Biking around town with two small children – there is the canoe option, the death-defying-put-kids-on-the-handlebars-and-one-on-the-back option, or the-savvy-let’s-try-and-meet-in-the-middle-American-option. I picked the latter, and we found a used Zigo bike on Marktplaats (the Dutch version of Craigslist). My bike is similar to the trailers you’ve probably seen, but the trailer is in the front of the bike. It’s also very handy because the trailer detaches from the bike and becomes a double-stroller. It's fun and I’ve gotten multiple compliments on and inquires as to where I got it, from many Dutch people. The kids are cozy, dry, warm, and relaxed, and I’m well, getting a heck of a workout and the only thing it’s lacking is a cup holder.
Luckily, after the nerve-wrecking experience on Breestraat, I’ve found a more reasonable route around the town complete with bike lanes. Her school is held twice a week on Monday and Thursday mornings. Monday was a rather lovely morning and the sun was even shining. The temperature was cool, but not uncomfortable and as I pedaled closer to her school, the scent of spring filled the air.

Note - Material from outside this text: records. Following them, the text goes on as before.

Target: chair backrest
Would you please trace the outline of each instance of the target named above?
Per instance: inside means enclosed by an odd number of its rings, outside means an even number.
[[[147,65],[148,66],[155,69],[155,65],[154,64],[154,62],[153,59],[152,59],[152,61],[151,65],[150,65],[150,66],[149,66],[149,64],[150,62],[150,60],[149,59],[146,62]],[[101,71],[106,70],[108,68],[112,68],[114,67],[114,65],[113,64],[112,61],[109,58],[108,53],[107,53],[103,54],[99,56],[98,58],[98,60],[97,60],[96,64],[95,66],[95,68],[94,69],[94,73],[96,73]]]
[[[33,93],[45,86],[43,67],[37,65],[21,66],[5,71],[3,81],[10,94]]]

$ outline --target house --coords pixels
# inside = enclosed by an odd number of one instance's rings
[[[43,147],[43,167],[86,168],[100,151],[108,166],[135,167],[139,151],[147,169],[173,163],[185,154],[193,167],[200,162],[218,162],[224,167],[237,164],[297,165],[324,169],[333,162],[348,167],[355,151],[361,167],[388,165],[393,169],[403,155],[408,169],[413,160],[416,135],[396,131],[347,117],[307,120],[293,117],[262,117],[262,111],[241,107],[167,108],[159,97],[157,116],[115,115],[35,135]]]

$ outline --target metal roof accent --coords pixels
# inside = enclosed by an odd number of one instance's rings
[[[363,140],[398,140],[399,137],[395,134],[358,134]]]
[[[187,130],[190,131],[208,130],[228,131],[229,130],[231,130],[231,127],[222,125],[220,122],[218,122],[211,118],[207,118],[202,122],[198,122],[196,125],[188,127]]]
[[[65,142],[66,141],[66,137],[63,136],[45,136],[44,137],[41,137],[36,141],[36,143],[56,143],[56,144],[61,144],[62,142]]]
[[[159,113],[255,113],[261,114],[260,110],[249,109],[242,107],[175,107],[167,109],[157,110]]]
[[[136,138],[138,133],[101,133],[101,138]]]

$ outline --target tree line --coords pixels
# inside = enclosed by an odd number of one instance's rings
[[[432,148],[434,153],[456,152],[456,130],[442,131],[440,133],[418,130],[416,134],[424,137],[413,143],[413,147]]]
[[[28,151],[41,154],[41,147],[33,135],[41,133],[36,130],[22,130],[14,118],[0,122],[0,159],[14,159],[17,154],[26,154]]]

It was a surprisingly refreshing way to begin the week. Thursday, I was indoctrinated into true Dutch culture and had to ride my bike in the pouring down rain. My jeans became soaked, raindrops pelted my face and my daughter, who was cozy and dry inside the carrier, was excitedly chanting “umbrellas, umbrellas!” The rain slowly shifted from pouring buckets to a drizzle as I neared her school, and I couldn’t help but shake my head and laugh at craziness of the scene. As the mascara I had meticulously applied just an hour early streamed down my face, I felt an overwhelming sense of accomplishment after arriving safely and happily at her school. I think I’m going to really enjoy this mode of transportation, despite the drawbacks of weather, storage space, and physical exertion. But when in
do as The Romans, right? At the very least,
I’ll be burning off all the cheese and fresh bread I’ve been consuming.